One of the main contribution of the paper is the proposition of five crafting algorithms for the auditing phase. These approaches have been tested with a wide range of datasets. The results obtained clearly demonstrate that some of these approaches provide non-trivial lower bound when epsilon is large.

缺点

Although Table 2 aims at classifying the different attacks proposed in terms of adversary power, this issue should be discussed more in the paper. In particular, it is not clear for me about all the assumptions that are needed in practice for these attacks to be implemented in real-life. It would be great of the authors could expand a bit more on these aspects. The impact on the utility of the model of these different approaches should also be discussed.

With respect to the experiments conducted, more details are needed to be able to understand them. For instance, in Figure 4 for the collusion attack it seems that the measured privacy is above the theoretical one for FEMNIST and CelebA, which seems strange. In addition, in Table 3, the measured epsilons seem to be too low to provide a meaningful theoretical guarantee.

A few typos : -« our proposed privacy test has a novelty to discuss » -> « one of the novelty of our proposed privacy test is that it discusses » -« We utlize the state-of-the-art privacy » -> « We utilize the state-of-the-art privacy » -« Recuired clients » -> « Required clients » -« may still be issues running on a smartphone » -> « may still be issues running it on a smartphone » -« poising effects » -> « poisoning effects »

问题

Please see the main comments in the weaknesses section. One additional question : How is the reference Evfimievski 2003 also related to local differential privacy as cited in the introduction?

评论- Response to Reviewer

2023-11-16

Thank you for your valuable review.

We address some of your specific concerns below.

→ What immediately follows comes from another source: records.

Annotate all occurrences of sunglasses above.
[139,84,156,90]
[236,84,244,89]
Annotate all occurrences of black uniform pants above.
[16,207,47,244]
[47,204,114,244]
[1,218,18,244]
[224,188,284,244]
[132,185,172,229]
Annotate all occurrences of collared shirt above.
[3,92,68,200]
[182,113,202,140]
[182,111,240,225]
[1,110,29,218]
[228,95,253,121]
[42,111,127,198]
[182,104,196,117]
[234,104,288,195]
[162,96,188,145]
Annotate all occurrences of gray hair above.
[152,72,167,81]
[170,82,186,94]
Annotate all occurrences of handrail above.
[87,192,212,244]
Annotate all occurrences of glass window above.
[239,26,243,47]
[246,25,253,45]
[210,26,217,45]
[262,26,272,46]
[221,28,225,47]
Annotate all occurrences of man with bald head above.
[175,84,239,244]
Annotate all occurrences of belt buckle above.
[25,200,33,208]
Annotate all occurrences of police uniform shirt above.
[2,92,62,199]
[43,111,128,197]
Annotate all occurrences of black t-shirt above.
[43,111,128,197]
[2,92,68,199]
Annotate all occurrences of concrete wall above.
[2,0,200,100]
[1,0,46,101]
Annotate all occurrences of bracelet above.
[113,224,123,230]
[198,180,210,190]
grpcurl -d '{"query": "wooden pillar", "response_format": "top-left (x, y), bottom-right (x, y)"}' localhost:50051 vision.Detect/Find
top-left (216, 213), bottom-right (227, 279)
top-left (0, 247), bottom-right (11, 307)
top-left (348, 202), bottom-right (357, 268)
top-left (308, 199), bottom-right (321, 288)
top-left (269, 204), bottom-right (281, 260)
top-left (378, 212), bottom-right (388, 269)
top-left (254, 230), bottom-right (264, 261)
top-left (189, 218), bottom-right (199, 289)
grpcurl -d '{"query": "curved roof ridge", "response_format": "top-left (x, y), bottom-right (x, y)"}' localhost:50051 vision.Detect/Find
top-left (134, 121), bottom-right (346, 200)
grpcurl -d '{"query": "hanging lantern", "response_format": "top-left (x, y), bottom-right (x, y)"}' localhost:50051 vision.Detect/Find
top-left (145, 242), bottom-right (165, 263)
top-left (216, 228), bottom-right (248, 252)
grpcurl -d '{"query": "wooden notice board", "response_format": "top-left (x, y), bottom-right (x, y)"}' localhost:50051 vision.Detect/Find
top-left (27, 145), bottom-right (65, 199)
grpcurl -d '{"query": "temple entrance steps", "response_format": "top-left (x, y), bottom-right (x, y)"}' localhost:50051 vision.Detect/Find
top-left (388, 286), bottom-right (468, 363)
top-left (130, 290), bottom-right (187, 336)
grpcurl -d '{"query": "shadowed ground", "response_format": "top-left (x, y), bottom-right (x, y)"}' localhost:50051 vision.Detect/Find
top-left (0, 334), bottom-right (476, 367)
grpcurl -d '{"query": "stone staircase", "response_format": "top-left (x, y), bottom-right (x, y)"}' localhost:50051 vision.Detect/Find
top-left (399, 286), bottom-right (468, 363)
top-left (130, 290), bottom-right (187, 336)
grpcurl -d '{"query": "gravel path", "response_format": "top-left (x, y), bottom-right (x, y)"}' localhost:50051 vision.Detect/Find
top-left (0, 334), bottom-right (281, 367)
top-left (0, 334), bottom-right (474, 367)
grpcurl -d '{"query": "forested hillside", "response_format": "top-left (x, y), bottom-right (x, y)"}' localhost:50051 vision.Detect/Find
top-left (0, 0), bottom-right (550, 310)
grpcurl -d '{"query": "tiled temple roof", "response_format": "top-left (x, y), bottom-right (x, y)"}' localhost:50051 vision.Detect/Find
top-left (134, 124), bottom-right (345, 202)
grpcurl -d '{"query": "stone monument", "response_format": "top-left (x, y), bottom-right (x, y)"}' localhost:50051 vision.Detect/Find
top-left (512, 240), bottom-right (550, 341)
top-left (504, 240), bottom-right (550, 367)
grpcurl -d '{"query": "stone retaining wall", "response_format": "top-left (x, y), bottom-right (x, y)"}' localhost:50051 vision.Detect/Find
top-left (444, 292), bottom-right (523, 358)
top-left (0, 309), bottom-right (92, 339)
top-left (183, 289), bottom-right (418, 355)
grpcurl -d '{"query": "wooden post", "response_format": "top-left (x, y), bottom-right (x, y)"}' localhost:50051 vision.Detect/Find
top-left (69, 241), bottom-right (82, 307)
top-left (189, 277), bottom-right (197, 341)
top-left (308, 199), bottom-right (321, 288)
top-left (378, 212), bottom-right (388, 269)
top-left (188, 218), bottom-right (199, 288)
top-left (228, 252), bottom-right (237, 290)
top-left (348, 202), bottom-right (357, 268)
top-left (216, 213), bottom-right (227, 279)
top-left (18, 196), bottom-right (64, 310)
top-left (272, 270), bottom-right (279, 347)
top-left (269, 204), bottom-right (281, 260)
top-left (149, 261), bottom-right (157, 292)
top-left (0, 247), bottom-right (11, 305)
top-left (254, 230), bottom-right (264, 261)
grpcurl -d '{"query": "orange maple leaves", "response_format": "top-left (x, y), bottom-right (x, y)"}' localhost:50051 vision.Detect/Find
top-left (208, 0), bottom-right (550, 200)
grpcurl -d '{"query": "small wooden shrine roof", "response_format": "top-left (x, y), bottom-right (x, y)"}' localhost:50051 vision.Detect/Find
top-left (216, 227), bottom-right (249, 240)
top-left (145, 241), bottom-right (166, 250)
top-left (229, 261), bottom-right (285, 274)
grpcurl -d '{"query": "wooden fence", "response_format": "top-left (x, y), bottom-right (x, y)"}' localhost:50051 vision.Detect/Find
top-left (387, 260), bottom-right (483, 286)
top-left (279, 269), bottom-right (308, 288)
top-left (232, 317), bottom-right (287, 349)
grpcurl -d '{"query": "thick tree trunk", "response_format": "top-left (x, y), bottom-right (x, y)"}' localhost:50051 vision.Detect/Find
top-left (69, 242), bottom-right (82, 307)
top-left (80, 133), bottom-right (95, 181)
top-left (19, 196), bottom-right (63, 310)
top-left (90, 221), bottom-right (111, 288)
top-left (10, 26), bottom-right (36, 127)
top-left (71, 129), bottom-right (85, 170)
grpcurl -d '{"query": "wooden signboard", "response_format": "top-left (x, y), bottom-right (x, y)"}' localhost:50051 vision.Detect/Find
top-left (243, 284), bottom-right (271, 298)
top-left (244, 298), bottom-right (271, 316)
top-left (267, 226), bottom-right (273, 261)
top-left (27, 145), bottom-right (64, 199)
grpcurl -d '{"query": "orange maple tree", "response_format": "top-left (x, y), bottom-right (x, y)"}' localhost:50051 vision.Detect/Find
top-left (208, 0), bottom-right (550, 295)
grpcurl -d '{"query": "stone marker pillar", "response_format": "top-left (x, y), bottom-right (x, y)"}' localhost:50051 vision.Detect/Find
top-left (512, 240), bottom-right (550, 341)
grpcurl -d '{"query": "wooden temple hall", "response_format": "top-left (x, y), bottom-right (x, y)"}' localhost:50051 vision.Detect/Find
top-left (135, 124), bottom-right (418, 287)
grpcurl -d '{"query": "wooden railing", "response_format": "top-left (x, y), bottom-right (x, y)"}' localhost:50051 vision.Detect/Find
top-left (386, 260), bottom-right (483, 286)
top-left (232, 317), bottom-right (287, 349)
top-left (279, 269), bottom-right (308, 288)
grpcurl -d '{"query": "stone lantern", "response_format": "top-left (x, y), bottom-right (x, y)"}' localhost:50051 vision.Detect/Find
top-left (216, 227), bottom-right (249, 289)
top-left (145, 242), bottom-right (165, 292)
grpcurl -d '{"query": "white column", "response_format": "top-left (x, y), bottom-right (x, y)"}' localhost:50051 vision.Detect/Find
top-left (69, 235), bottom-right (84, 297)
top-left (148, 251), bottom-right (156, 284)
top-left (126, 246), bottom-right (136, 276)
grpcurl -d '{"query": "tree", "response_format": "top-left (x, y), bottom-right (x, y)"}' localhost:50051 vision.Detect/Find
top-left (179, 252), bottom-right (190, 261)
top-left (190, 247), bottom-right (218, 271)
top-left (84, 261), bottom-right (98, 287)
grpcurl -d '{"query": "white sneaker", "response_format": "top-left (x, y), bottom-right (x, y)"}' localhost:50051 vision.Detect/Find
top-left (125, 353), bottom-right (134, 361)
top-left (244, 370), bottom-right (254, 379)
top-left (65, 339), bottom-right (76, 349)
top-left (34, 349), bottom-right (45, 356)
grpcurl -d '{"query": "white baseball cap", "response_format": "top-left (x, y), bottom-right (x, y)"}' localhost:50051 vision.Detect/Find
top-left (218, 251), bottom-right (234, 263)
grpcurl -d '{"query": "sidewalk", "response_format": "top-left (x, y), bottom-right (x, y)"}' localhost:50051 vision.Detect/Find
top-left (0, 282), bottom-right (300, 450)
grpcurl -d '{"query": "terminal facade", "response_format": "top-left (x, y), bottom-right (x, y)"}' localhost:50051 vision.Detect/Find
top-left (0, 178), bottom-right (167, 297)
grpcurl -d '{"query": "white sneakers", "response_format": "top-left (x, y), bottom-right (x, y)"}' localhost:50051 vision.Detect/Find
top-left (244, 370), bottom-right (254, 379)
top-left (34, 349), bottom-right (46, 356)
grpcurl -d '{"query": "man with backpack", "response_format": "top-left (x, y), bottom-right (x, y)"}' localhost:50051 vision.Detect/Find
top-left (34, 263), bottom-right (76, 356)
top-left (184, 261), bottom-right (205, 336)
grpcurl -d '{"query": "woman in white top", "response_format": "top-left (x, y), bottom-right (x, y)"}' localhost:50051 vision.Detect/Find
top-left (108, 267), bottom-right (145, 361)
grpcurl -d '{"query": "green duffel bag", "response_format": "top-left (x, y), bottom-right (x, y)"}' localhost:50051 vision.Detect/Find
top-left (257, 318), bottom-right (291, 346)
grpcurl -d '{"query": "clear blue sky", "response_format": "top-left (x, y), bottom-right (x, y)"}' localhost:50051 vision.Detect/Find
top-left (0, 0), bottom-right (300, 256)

Although Table 2 aims at classifying the different attacks proposed in terms of adversary power, this issue should be discussed more in the paper. In particular, it is not clear for me about all the assumptions that are needed in practice for these attacks to be implemented in real-life. It would be great of the authors could expand a bit more on these aspects. The impact on the utility of the model of these different approaches should also be discussed.

We explain what each attack means in real life.

First of all, clients may be restricted from accessing memory even on their own devices.

Gradient flip/collusion/dummy assumes that memory access is allowed and that the client can modify the gradient. On the other hand, the benign setting is for the case where no data access is allowed, and label flip is for the case where only the input data to the gradient is accessible.

With respect to the experiments conducted, more details are needed to be able to understand them. For instance, in Figure 4 for the collusion attack it seems that the measured privacy is above the theoretical one for FEMNIST and CelebA, which seems strange.

With epsilon=4, the error is 0.84% for a confidence level of 95% and 1000 trials, so there are cases where the empirical value is slightly higher than the theoretical value.

The more attempts the client makes, the smaller this error will be.

In addition, in Table 3, the measured epsilons seem to be too low to provide a meaningful theoretical guarantee.

We apologize for the typo.

Please let us know if anything else is unclear.

2023-11-23

I thank the authors for their answer that have clarified some issues I had. However, based on the many other important points raised by other reviewers, I am not updating my score.